Likelihood of burnout is especially high when time working and time out of the office is not distributed well or has little distinction. We spend a lot of energy and time focused on our careers, but not just because it’s our livelihood. No matter what the industry or profession, working can provide a sense of purpose, lasting meaning and, simultaneously, set a parameter for success. The issue arises when work activities and subsequent stress leak into other aspects of daily life.
What makes finding the balance difficult?
As a recruiter, your professional life constantly offers opportunities to sharpen your skillset - even when you’re not actively recruiting. This could be pursuing independent learning courses to obtain new interpersonal skills, researching best practices and building strategies that elevate your recruitment game as a whole.
Thanks to technology, resources that help advance your professional life are more interactive and accessible than ever. While this offers the benefit of making it convenient to continue career development anytime, anywhere, it also means it can be more challenging to establish boundaries.
If you’re one who enjoys continuous learning and researching ways to grow as a recruiter, don’t abandon this strength. These are positive attributes of an individual with an invigorated work ethic. However, like everything, moderation matters, even when it comes to positive activities like career development.
What can I do about it?
For growth and balance that’s sustainable long term, there needs to be intentionality when dispersing your time. Consider: Of the 90,000 hours you’ll spend working in your life, how many of those are you willing to spend working outside the office when you could be spending time with family, friends or hobbies?
Be specific when deciding what’s reasonable for your schedule. How many hours a week do you typically spend working? How many additional hours outside your work schedule are you willing to lend to your recruitment activities? Will you make exceptions to work on the weekend? Holidays? What do those limits look like for you? If you don’t have them, and even if you don’t think you need them, it’s important to put them in place. A lack of these boundaries is how the average worker unknowingly - and presumably, inadvertently - racks up an additional 5.5 hours checking email each week when out of the office.

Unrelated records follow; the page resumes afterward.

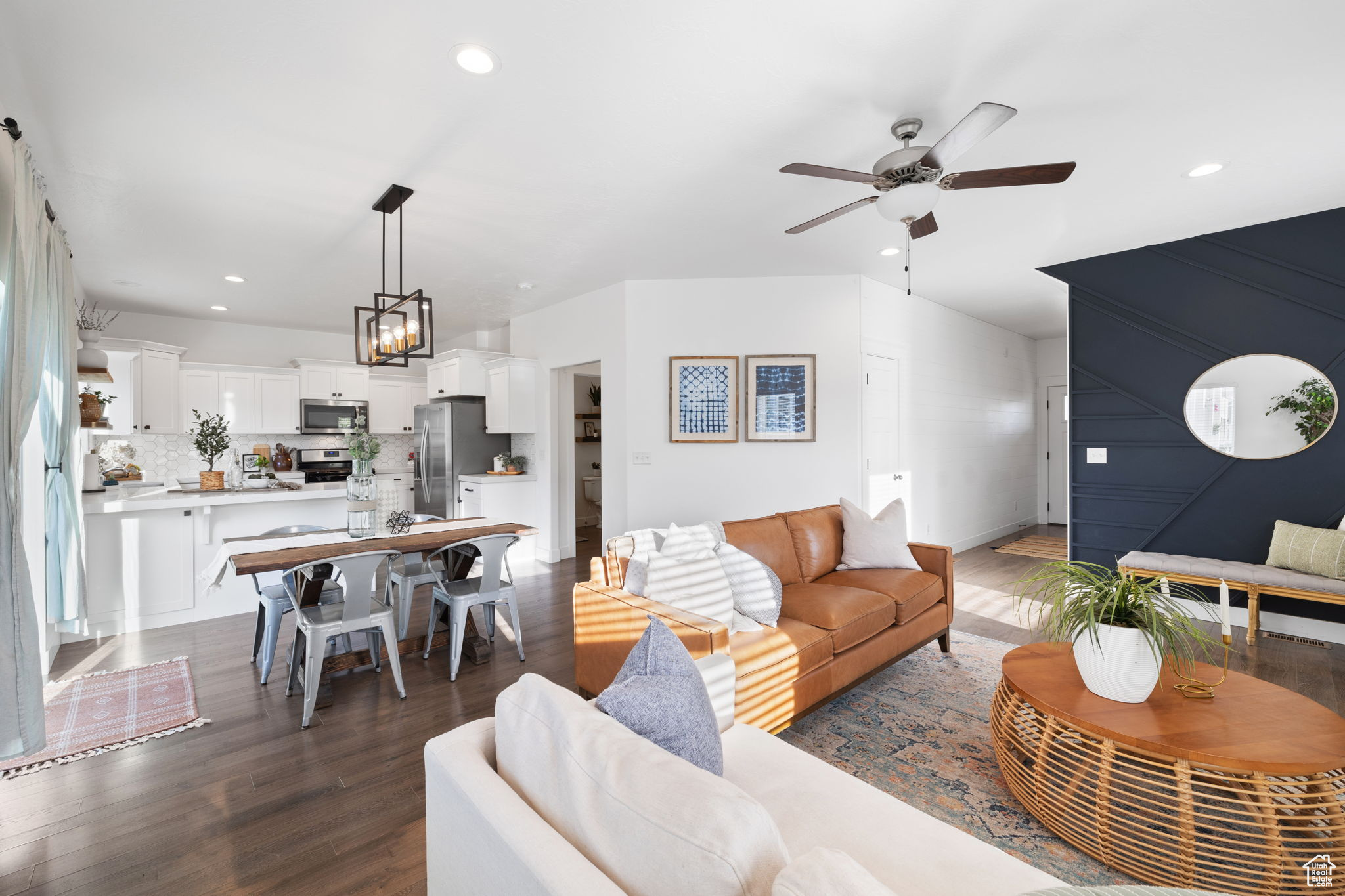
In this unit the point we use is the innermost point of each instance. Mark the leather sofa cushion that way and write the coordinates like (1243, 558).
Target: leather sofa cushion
(817, 536)
(850, 616)
(768, 540)
(791, 648)
(912, 590)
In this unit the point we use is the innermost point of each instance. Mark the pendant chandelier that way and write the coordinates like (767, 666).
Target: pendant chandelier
(399, 327)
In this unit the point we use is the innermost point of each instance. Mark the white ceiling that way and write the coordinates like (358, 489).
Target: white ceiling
(640, 140)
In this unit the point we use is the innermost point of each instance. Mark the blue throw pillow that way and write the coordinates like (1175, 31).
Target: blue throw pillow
(659, 695)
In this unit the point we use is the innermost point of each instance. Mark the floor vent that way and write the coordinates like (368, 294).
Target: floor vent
(1294, 639)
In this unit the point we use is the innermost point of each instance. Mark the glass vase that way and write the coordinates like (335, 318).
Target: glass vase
(361, 500)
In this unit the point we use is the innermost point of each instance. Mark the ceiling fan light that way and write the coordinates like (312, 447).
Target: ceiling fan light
(908, 200)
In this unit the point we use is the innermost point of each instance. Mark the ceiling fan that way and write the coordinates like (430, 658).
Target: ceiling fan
(910, 179)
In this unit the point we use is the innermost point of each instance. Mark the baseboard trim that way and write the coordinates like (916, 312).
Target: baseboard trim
(1301, 626)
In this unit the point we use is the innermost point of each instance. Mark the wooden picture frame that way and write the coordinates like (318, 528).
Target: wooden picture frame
(780, 398)
(704, 398)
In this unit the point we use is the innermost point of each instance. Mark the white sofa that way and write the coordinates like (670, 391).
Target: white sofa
(482, 837)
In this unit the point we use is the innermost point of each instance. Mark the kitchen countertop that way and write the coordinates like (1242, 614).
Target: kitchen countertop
(150, 499)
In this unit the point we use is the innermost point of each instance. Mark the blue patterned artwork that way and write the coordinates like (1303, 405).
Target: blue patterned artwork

In the short term, being over-attentive to work responsibilities may mask itself as productivity. But over time, it can start to erode your effectiveness and mental stamina when carrying out basic recruitment tasks, and eventually nonwork activities.
What other solutions have worked?
In 2017, a study by Statista Research Department surveyed U.S. workers to determine which strategies were most effective in avoiding burnout based on their level of risk. For individuals at low risk for burnout, the top suggestion to avoid it was a stable family life, with exercise and having a hobby following closely behind.
For those at the start of a burnout situation, exercise was the top suggestion, followed by having a hobby, then a stable family life. As for individuals already experiencing the effects of burnout and requiring action, less pressure from work was the number-one way to combat it, followed by having a hobby, and then exercise and a stable family life.
What you might notice about these strategies is how they differ based on an individual’s risk of burnout. Simply put, they are either proactive or reactive. For workers already burned out, talking with their employer about taking a break may be the best option to shift out of the imbalance. Meanwhile, individuals who are at low risk may have more success continuing to invite strategies complementing the work/life equilibrium, like spending time with family. Ultimately, it’s circular. Those who are already acting in a way that preserves this balance are the ones most likely to maintain it and avoid burnout.
For many, it can be hard to step away from work responsibilities, especially when they’re giving us the impression we’re going the extra mile. But sometimes, a marathon is enough. It’s important to know when to take a break and when you’re pushing your limits. The best recruiters aren’t the ones who work the most weekend hours, watch the most webinars or even have the most interactions with candidates. The type of recruiter you want to be and the recruiter your potential hires will trust is the one who has mastered balance.